Philomena, Stephen Frears, 2013
Hay actores y actrices que por sí solos o solas justifican toda una película. Es el caso de PHILOMENA, la última de Stephen Frears, la cual merece la pena verse sólo por disfrutar del rostro, la voz y las emociones que nos transmite Judi Dench. Una de esas grandes actrices británicas de un talento descomunal, capaces de lidiar con los personajes más dispares y, sobre todo, hábiles hacedoras de esos vínculos emocionales que el buen cine genera entre la pantalla y el espectador.
Hecha con una aparente modestia, sin grandes alardes, con un tono que muchas veces la acerca a la comedia y otra inevitablemente al drama de la historia que cuenta, la película te seduce con su sencillez, con su narrativa amable y sin concesiones sentimentales. Y todo ello, además, salpicado de algunas reflexiones que nos deberían hacer pensar, entre otras cosas, sobre el papel represor de la religión o sobre lo complicado que es, incluso más que hacer justicia, perdonar.
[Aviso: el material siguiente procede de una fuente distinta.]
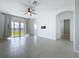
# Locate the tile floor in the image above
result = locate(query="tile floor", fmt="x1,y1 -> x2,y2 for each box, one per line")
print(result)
0,36 -> 79,58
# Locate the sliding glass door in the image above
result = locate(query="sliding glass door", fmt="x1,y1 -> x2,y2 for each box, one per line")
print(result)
11,21 -> 25,37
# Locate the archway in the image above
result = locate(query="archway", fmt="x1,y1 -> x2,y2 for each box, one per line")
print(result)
56,11 -> 74,41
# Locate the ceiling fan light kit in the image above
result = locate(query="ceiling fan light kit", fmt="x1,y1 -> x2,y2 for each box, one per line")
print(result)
25,0 -> 37,16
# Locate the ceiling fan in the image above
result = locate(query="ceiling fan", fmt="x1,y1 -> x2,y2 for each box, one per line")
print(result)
24,0 -> 37,16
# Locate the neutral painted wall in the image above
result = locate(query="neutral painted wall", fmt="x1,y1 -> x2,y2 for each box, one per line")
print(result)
0,13 -> 5,38
35,0 -> 74,40
74,0 -> 79,52
56,11 -> 74,41
28,19 -> 34,35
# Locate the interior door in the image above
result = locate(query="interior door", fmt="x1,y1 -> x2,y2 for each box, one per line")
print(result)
64,19 -> 70,39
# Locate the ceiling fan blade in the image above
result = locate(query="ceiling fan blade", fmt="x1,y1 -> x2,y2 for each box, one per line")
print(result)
32,12 -> 37,15
22,3 -> 33,8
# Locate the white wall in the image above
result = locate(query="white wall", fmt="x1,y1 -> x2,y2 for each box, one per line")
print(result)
28,19 -> 34,35
56,11 -> 74,41
35,0 -> 74,40
0,13 -> 5,38
0,0 -> 74,40
74,0 -> 79,52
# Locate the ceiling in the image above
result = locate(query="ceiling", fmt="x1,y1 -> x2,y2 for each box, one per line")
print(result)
0,0 -> 74,18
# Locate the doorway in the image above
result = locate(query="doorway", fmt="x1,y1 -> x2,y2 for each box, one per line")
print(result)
11,21 -> 25,37
63,19 -> 70,40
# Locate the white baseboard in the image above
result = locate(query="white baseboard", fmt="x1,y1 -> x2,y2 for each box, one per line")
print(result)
25,34 -> 29,37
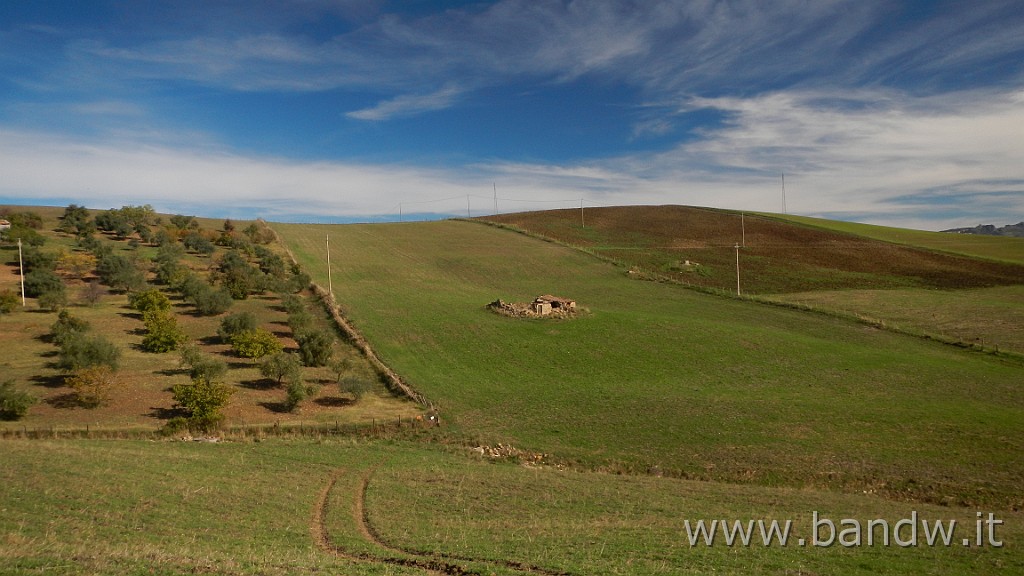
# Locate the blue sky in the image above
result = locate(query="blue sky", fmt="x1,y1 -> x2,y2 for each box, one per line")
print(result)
0,0 -> 1024,230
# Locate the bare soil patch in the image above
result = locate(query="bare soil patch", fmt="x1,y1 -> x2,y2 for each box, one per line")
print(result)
479,206 -> 1024,293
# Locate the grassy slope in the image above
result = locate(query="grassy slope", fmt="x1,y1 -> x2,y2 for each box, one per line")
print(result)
770,285 -> 1024,354
483,206 -> 1024,352
0,207 -> 419,429
0,439 -> 1024,576
479,206 -> 1024,294
275,221 -> 1024,505
762,214 -> 1024,264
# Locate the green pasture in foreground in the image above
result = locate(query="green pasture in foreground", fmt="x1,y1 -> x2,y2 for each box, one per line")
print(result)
274,221 -> 1024,507
768,285 -> 1024,354
760,213 -> 1024,263
0,438 -> 1024,576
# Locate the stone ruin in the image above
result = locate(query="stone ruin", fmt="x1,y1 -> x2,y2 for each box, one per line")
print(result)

Basada en una historia real, que fue narrada por el periodista que es el co-protagonista de la película, PHILOMENA nos enfrenta un tema duro y sobre el que la Iglesia Católica tendría mucho que decir, sobre todo por lo que ha callado durante décadas: el de los niños robados. El gran acierto de Frears es contarlo sin acidez, sin caer en lo panfletario, con la caligrafía pulcra y sencilla de un buen artesano, y claro, con la ayuda impagable de una Dench que a todos nos gustaría tener de madre o abuela.
La búsqueda del hijo robado, la reconstrucción de esa vida no compartida, da además al final una vuelta de tuerca que convierte a la historia en doblemente sugerente. Sobre todo por lo que supone de defensa de la autonomía frente a las morales represoras. Un alegato que cobra aún más fuerza desde la capacidad de perdonar que tiene Philomena y que nos desvela la altura moral de una mujer que, al descubrir la vida del hijo que le arrebataron, actúa no desde el odio o la venganza sino desde la compasión. De esta manera, la película se convierte no solo en un viaje emocional en el que todos nos sentimos cómplices, sino también en toda una lección sobre como es posible vivir de manera ligera, y por tanto más feliz, si sabemos poner puntos finales a nuestras propias batallas. Por más que la justicia, entendida en términos sociales o políticos, deba no parar su lucha hasta que respondan los que un día truncaron el relato por escribir.